Binoculars & Spotting Scopes

We carry a wide range of binoculars and spotting scopes, with options for those just starting out to the highest quality optics available.

Whether you’re a birder, a biologist, an outdoorsman, or a hunter, we’ve either got what you’re looking for in stock, or would be happy to special-order it in for you. (Please note, deposit may be required, all sales final)

We carry the following brands of binoculars (and spotting scopes) with many models standard in stock.

Vortex,  Zeiss,  Swarovski,  Nikon,  Pentax

We price match models in-stock, for both online and brick-motor stores

(including any shipping charges, CDN funds)

Start the process of picking the best optics for your needs and budget by giving us a call at 780-439-7333. We’ll help narrow down your selection & set up an appointment for you to try a few models out.

Things to consider when choosing a set of binoculars:

The numbers on a binocular are really quite simple.

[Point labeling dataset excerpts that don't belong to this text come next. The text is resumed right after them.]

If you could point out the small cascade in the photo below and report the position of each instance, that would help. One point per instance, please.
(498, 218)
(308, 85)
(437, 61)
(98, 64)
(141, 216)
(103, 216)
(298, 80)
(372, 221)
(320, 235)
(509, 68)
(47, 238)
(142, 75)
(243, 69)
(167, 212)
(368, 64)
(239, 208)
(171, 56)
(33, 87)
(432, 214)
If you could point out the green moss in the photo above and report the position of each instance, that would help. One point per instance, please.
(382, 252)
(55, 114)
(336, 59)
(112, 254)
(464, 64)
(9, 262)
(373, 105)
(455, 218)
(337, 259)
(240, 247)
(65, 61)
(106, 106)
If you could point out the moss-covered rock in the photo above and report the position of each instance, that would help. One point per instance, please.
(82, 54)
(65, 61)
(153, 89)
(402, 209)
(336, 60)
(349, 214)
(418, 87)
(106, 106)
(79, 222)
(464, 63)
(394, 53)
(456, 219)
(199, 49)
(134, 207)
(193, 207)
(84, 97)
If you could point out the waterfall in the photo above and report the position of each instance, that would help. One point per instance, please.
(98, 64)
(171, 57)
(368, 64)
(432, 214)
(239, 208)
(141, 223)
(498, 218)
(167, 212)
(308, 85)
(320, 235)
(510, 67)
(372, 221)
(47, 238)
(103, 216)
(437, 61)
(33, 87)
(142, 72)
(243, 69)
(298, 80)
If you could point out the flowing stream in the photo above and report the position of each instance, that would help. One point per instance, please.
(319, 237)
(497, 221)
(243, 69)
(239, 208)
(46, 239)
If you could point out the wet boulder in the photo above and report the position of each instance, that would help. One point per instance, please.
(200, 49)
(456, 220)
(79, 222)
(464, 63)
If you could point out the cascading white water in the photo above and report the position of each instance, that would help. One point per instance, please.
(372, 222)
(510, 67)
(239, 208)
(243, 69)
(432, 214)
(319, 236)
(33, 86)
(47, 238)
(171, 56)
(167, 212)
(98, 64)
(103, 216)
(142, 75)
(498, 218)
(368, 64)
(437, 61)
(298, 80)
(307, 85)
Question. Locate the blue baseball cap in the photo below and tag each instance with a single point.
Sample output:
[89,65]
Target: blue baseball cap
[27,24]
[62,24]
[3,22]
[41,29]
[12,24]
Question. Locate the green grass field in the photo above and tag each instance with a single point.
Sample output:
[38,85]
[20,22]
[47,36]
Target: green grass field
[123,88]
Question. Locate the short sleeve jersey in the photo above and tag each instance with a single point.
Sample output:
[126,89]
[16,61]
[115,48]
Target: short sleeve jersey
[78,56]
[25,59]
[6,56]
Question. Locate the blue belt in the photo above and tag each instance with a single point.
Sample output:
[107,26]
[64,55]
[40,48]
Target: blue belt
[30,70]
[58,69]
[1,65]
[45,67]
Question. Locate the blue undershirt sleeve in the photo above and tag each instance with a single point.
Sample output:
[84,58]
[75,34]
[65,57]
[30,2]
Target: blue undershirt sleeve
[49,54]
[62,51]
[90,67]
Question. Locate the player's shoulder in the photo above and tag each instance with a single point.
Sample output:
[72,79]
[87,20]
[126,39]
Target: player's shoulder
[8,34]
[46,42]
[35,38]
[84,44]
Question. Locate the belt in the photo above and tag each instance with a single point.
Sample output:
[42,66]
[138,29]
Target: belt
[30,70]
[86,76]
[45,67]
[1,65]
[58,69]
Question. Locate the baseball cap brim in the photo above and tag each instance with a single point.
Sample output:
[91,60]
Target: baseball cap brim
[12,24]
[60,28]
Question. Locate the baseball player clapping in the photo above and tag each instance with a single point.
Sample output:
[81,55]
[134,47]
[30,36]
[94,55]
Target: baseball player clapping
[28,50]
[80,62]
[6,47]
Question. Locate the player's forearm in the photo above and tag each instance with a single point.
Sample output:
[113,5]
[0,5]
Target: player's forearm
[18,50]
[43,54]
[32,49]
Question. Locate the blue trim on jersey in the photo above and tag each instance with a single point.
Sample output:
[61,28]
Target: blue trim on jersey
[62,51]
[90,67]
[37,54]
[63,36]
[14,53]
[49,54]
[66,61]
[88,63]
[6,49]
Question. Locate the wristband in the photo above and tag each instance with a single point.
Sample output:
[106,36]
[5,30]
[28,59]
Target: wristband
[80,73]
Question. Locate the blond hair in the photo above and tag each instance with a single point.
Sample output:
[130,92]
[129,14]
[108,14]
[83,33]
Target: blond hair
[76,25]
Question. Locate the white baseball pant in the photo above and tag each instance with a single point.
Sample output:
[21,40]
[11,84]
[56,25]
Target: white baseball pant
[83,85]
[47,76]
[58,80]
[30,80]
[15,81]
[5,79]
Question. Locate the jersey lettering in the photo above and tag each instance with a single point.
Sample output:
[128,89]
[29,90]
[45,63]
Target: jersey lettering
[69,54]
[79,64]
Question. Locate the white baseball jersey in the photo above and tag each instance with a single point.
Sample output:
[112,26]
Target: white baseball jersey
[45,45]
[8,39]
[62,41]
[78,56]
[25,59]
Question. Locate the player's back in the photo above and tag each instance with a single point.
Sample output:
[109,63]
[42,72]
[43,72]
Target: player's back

The first number (eg: 8) is the magnification power. The second number is a measurement (in mm) of the diameter of the objective glass (front piece … opposite your eyes) (eg. 42mm). The most common choice for birding is 8×42. As the magnification increases the size of the subject (eg. bird) increases too.

As the size of the objective piece increase in diameter the binoculars will gather more light which is better for darker conditions.

So why not just get a pair of super high power binoculars with huge objective lens?

Well like anything in physics there are trade-offs. As magnification increases, the field of view decreases, making it harder to follow little birds in flight. Also, as the magnification increases, the binoculars will gather less light and the field becomes darker, making it harder to distinguish colours.

As for the objective size, as it increases the binoculars will tend to get heavy and harder to hand hold. (Glass is actually quite heavy). Also the cost will tend to climb significantly with larger objectives.

All of this means that 8×42 is usually the optimum for bird watching. But…. there’s always a “but”.
Going to 10x power is fine too and is somewhat better for longer distance birds like shorebirds.
Larger objectives can be good for use in low light, so long as they don’t get too heavy.

Going with smaller mid-size and compact binoculars can often be just fine optically, allowing them to be easier to carry and travel with.

The approach we usually suggest is to start with testing an 8×42 and then adjust size and magnification (if need be) to best suit your specific needs. We will be more than happy to walk you through all the choices so that you get the right optic for your needs and budget.